Inline nodes are still not enough. There’s no good way to access members of tuples, or other product types for that matter. They are important, because this library differentiates unary functions BVar a -> BVar b only. If we have many variables to differentiate with respect to, we have to pack them together into single tuple or record BVar a. For a complex model a might be a big structure of nested records. Automatic differentiation starts with a single big variable containing all the data and there has to be an efficient way to access all parts of it.
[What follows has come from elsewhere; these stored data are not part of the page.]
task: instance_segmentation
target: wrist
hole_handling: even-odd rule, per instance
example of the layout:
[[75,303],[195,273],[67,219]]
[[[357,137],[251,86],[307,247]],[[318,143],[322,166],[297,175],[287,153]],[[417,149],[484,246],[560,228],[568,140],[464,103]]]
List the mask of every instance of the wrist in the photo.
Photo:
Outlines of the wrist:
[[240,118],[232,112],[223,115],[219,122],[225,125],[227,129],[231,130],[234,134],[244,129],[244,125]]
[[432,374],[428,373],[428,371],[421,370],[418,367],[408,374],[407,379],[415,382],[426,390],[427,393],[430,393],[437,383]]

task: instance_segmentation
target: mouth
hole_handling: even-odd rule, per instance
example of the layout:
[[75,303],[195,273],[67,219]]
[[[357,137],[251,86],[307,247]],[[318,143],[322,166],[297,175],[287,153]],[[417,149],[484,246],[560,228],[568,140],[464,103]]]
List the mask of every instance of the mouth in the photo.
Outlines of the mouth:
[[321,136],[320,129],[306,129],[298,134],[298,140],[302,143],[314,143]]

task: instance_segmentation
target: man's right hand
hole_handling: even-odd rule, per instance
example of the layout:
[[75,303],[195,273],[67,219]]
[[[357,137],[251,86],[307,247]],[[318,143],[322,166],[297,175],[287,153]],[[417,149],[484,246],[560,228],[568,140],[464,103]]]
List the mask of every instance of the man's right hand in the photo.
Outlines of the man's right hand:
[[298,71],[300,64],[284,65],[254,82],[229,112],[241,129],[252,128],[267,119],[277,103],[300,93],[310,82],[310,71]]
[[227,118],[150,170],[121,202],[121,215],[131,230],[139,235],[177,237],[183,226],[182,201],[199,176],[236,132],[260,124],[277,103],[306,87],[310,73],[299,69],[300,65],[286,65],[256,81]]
Constructing real Expr nodes won’t cut, because they lose sparsity and make the cost of accessing any member proportional to the size of the whole structure. Inline nodes are not an option, too. Accessing deeply nested members would create a long chain of inlineNodes. The cost of traversing the whole chain will have to be paid every time the variable is used. This way a simple traversal of a list will turn into into a Schlemiel the painter’s algorithm!

The solution is to store sparse gradients in graph nodes for this use case. Luckily, there’s no need for new types of node here. Have a look at BackGrad definition – there’s no v, only VecBuilder. This means we can choose a different type of node to store gradient and hide it under BackGrad as if nothing happened. No one can possibly notice.

castBackGrad ::
  forall r v z.
  VecBuilder z ~ VecBuilder v =>
  BackGrad r v -> BackGrad r z
castBackGrad (BackGrad g) = BackGrad g

Sparse gradients are wrapped in SparseVector newtype for storage in graph. Storing naked VecBuilder v runs into a little problem – what’s VecBuilder (VecBuilder v)?

newtype SparseVector v = SparseVector
  { unSparseVector :: VecBuilder v }

sumBuilder :: VecBuilder v -> SparseVector v doesn’t really sum anything, it just stores unevaluated builders.

How does it differ from inline nodes? Turns out monoid operation of builders of product types plays a key role in intermediate nodes. It collects gradients from all successor nodes and packs them into a tuple/record before passing them to parent node as a single unit. This way gradients are assembled bottom up into a tree of the same shape as original data. Inline nodes would propagate gradients form each leaf node all the way to the root individually.